Hussam Ibraiwish, Ahmed Elzanaty, Yazan H Al-Badarneh, M-S Alouini (2022)EMF-Aware Cellular Networks in RIS-Assisted Environments, In: IEEE Communications Letters26(1)pp. 123-127 Institute of Electrical and Electronics Engineers (IEEE)

The deployment of the 5th-generation cellular networks (5G) and beyond has triggered health concerns due to the electric and magnetic fields (EMF) exposure. In this letter, we propose a novel architecture to minimize the population exposure to EMF by considering a smart radio environment with a reconfigurable intelligent surface (RIS). Then, we optimize the RIS phases to minimize the exposure in terms of the exposure index (EI) while maintaining a minimum target quality of service. The proposed scheme achieves up to 20% reduction in EI compared to schemes without RISs.

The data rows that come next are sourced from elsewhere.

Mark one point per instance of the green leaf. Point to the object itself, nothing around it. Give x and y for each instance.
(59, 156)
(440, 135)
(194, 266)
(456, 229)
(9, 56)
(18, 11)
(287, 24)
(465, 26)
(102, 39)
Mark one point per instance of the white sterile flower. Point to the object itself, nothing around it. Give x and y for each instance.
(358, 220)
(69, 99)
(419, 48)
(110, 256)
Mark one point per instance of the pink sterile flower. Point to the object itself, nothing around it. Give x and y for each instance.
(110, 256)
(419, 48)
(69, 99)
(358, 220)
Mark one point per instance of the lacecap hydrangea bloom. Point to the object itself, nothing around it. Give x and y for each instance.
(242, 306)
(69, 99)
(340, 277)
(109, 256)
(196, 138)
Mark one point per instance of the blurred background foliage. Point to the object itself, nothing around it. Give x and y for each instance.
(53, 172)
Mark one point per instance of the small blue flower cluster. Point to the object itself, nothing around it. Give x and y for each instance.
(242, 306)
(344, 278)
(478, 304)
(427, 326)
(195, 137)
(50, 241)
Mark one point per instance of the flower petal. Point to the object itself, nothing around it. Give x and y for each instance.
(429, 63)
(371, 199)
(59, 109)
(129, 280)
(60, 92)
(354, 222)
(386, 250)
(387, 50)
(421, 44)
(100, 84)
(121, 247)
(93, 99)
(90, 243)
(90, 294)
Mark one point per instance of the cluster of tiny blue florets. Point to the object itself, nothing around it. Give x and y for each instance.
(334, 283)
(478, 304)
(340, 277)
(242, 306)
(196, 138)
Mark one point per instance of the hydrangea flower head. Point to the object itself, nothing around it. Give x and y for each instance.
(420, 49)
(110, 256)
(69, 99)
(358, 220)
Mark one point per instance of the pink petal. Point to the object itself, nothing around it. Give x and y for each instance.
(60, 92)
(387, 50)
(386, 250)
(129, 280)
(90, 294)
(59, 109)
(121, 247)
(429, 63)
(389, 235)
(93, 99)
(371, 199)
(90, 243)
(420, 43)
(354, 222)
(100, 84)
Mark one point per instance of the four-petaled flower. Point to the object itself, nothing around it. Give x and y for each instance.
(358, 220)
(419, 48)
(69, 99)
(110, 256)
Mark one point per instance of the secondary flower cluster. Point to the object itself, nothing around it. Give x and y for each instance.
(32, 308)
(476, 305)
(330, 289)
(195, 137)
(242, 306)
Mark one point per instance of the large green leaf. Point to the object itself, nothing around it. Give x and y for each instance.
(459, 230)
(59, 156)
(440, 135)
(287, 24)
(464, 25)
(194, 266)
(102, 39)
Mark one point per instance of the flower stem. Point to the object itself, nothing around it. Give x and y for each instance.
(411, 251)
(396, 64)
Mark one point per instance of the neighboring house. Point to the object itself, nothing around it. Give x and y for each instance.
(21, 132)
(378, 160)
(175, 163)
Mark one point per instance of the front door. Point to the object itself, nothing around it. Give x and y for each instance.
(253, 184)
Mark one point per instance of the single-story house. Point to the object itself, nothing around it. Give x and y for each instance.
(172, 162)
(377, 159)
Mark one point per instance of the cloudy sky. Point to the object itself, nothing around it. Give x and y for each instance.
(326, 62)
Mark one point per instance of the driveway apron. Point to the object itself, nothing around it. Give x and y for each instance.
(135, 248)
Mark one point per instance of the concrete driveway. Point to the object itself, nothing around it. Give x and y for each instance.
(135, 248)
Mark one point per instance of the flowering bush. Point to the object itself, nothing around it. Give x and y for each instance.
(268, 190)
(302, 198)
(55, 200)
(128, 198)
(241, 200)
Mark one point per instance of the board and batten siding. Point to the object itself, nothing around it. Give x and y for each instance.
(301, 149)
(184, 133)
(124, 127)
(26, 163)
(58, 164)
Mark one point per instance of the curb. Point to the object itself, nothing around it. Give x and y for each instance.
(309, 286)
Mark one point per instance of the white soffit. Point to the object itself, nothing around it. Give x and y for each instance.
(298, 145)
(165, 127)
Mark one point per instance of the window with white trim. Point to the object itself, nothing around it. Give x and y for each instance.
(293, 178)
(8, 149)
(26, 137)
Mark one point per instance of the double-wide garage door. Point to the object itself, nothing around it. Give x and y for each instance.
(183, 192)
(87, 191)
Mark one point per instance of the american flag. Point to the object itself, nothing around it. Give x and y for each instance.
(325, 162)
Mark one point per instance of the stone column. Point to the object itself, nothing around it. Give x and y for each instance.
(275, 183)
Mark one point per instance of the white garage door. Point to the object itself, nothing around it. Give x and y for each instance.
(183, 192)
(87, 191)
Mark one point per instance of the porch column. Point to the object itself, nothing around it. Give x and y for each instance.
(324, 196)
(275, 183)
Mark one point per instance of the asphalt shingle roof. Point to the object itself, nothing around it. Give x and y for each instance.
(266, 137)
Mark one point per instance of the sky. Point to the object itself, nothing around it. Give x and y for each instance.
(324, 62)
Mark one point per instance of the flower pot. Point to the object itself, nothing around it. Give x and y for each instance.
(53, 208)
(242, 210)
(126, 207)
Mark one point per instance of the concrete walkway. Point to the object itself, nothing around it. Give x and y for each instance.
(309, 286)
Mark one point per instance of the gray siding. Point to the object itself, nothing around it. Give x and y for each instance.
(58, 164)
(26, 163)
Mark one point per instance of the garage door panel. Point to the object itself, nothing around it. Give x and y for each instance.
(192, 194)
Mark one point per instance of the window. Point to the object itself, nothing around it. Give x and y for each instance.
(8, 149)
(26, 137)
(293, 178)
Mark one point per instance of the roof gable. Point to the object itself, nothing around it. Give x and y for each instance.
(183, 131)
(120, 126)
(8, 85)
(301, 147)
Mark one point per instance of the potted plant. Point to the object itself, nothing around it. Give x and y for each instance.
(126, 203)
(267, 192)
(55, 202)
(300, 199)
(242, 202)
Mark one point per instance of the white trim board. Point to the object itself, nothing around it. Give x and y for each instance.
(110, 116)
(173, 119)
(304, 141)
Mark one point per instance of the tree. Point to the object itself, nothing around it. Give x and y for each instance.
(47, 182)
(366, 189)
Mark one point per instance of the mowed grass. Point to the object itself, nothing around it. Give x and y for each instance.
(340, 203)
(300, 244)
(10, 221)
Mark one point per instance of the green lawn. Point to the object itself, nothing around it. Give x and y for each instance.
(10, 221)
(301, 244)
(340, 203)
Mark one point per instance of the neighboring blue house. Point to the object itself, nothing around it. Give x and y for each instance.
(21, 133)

Omar Rinchi, Ahmed Elzanaty, M-S Alouini (2022)Compressive Near-Field Localization For Multipath RIS-aided Environments, In: IEEE Communications Letters Institute of Electrical and Electronics Engineers (IEEE)

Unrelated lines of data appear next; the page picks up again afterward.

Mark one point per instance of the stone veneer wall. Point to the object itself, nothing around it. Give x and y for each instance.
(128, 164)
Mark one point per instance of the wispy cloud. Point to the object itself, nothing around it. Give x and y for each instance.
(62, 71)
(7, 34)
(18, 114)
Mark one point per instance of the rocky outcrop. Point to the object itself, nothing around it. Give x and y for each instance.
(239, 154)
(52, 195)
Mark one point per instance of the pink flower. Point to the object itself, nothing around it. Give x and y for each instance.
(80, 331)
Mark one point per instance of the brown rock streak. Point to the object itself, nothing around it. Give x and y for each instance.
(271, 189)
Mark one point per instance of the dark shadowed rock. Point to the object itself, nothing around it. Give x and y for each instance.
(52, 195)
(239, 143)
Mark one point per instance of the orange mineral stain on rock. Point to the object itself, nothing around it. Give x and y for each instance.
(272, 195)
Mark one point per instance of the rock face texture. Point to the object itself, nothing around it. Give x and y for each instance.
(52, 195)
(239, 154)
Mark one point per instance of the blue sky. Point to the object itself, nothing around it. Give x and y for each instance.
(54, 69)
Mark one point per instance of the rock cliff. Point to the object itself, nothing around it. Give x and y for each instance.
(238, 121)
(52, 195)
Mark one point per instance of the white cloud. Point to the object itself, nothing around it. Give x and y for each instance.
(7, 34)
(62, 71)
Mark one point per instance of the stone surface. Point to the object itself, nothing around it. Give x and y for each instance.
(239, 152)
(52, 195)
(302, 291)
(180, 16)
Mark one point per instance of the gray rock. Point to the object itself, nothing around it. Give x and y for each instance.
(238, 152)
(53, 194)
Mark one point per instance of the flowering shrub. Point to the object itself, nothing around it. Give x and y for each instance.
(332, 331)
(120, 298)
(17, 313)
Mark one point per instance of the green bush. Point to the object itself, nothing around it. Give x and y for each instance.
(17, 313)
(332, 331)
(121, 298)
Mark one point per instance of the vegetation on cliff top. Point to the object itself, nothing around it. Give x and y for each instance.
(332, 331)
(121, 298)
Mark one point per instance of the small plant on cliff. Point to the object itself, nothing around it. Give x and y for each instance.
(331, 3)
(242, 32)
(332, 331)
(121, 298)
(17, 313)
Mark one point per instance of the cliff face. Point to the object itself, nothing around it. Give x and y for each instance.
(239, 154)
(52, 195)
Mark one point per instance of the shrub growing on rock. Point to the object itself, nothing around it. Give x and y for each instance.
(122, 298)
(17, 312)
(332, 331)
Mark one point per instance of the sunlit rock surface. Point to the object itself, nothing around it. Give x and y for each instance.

Reconfigurable intelligent surfaces (RISs) are considered among the key techniques to be adopted for sixth-generation cellular networks (6G) to enhance not only communications but also localization performance. In this regard, we propose a novel single-anchor localization algorithm for a state-of-the-art architecture where the position of the user equipment (UE) is to be estimated at the base station (BS) with the aid of a RIS. We consider a practical model that accounts for both near-field propagation and multipath environments. The proposed scheme relies on a compressed sensing (CS) technique tailored to address the issues associated with near-field localization and model mismatches. Also, the RIS phases are optimized to enhance the positioning performance, achieving more than one order of magnitude gain in the localization accuracy compared to RISs with non-optimized phases.

Amanat Kafizov, Ahmed Elzanaty, M-S Alouini (2022)Probabilistic Shaping Based Spatial Modulation for Spectral-Efficient VLC, In: IEEE Transactions on Wireless Communications Institute of Electrical and Electronics Engineers (IEEE)

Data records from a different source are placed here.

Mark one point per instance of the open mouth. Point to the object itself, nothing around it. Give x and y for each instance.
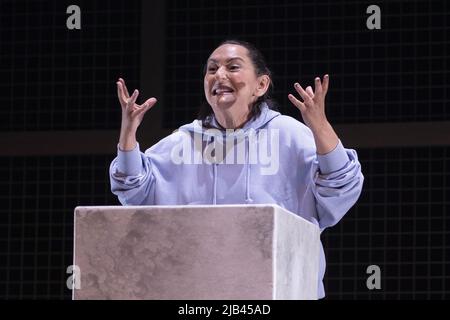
(221, 90)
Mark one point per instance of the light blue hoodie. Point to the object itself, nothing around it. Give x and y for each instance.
(319, 188)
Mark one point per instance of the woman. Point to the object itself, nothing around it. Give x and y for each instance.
(306, 170)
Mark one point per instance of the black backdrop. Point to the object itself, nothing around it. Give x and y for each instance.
(53, 80)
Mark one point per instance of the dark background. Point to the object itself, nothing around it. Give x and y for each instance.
(388, 99)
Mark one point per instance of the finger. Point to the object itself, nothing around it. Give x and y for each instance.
(132, 99)
(147, 105)
(300, 105)
(127, 95)
(310, 92)
(326, 80)
(120, 94)
(305, 96)
(318, 86)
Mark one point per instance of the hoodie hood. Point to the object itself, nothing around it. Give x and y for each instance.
(211, 136)
(260, 121)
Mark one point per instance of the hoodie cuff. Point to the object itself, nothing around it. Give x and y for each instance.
(129, 162)
(333, 160)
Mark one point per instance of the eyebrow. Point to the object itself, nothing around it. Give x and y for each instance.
(234, 58)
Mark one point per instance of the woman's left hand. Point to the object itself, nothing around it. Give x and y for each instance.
(313, 105)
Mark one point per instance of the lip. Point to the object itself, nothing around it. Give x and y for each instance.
(228, 90)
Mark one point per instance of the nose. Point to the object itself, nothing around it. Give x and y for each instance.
(221, 73)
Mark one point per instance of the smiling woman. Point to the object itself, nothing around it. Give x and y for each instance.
(239, 69)
(314, 177)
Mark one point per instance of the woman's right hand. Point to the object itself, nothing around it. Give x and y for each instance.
(132, 113)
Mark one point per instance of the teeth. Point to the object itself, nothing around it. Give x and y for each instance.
(219, 91)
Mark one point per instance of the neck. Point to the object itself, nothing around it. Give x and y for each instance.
(232, 118)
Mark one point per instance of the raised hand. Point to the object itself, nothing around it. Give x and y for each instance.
(132, 113)
(313, 113)
(313, 106)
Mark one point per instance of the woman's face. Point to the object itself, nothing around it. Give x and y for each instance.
(230, 78)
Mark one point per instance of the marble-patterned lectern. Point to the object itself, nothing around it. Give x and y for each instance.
(254, 252)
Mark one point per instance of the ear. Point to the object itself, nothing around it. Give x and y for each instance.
(263, 85)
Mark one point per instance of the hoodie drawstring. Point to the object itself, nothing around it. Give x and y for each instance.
(247, 191)
(248, 199)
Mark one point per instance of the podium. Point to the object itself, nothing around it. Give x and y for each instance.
(227, 252)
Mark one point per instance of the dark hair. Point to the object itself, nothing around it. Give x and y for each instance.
(259, 63)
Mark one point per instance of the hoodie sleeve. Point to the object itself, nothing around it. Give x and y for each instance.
(337, 184)
(131, 177)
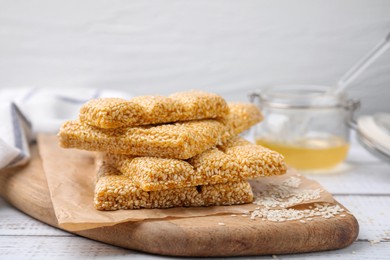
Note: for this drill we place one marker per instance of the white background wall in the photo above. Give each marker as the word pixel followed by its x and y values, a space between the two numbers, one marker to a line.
pixel 226 46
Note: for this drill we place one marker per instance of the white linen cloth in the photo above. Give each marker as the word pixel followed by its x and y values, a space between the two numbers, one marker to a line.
pixel 27 111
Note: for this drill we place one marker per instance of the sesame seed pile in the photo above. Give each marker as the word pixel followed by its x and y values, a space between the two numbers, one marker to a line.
pixel 277 203
pixel 162 152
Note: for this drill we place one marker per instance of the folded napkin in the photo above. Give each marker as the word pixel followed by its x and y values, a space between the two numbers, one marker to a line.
pixel 27 111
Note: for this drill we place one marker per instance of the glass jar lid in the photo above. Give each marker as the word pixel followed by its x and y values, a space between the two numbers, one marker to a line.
pixel 300 97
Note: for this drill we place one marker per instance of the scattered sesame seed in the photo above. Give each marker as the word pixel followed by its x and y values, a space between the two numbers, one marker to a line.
pixel 373 242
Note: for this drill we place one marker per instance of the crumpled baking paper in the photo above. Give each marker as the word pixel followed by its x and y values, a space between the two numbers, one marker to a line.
pixel 71 177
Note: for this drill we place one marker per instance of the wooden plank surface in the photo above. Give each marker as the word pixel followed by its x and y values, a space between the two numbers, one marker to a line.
pixel 27 238
pixel 202 236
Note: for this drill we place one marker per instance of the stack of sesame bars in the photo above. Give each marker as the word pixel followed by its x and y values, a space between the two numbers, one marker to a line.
pixel 162 152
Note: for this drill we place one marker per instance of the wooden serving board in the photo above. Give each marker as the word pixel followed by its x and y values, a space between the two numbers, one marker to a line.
pixel 26 188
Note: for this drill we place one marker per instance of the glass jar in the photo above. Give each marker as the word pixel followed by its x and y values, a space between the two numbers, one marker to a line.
pixel 305 123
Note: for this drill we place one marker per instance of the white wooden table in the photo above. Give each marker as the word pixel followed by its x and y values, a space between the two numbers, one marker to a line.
pixel 362 185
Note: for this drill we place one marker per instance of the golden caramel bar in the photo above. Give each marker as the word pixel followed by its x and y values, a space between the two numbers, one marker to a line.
pixel 114 191
pixel 150 110
pixel 236 160
pixel 180 140
pixel 242 116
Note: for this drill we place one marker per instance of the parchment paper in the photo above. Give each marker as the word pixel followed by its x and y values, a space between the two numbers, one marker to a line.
pixel 71 176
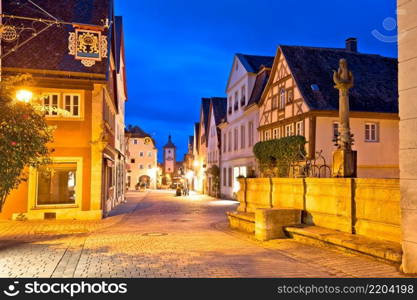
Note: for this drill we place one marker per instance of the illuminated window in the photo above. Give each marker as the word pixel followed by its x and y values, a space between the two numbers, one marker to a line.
pixel 335 129
pixel 250 130
pixel 72 104
pixel 242 137
pixel 57 184
pixel 299 128
pixel 371 132
pixel 275 133
pixel 236 136
pixel 51 104
pixel 282 99
pixel 289 130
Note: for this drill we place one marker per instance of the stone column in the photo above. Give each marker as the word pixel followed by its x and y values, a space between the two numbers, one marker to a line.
pixel 344 158
pixel 407 56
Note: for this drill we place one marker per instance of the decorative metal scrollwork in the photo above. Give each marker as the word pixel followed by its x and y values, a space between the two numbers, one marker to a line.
pixel 315 167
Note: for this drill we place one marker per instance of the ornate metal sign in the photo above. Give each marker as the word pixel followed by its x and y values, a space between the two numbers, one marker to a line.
pixel 88 46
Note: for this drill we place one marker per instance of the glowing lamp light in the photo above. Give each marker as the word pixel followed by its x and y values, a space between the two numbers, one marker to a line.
pixel 189 175
pixel 24 96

Visible light communication (VLC) is a promising technology for 6th-generation (6G) networks because of its attractive feature such as a wide unlicensed spectrum. In this paper, a novel adaptive coded spatial modulation scheme with probabilistic shaping (PS) is proposed to approach the capacity of the spatial modulation (SM) in VLC channels with intensity modulation and direct detection (IM/DD). In the proposed scheme, spatial and constellation symbols are probabilistically shaped depending on the user's location inside the room and the optical signal-to-noise ratio (OSNR). Moreover, we optimize the channel coding rate to maximize further the achievable rate of the proposed scheme for a given OSNR. Finally, we propose an algorithm to compute the capacity-achieving distribution of the proposed scheme with unipolar M-ary pulse amplitude modulation (PAM) signaling. The proposed scheme outperforms uniform and an orthogonal frequency-division multiplexing (OFDM) based scheme in terms of spectral efficiency (SE) and/or frame error rate (FER). For example, for 8-PAM signaling with N = 8 transmit antennas, the proposed scheme operates within 0.2 dB from the unipolar M-PAM SM VLC channel signaling capacity and outperforms the uniform and OFDM based schemes in terms of FER by at least 1.1 dB and 1.3 dB at a normalized data rate of 1.33 bits per channel use per sub-carrier (b/cu/sc), respectively.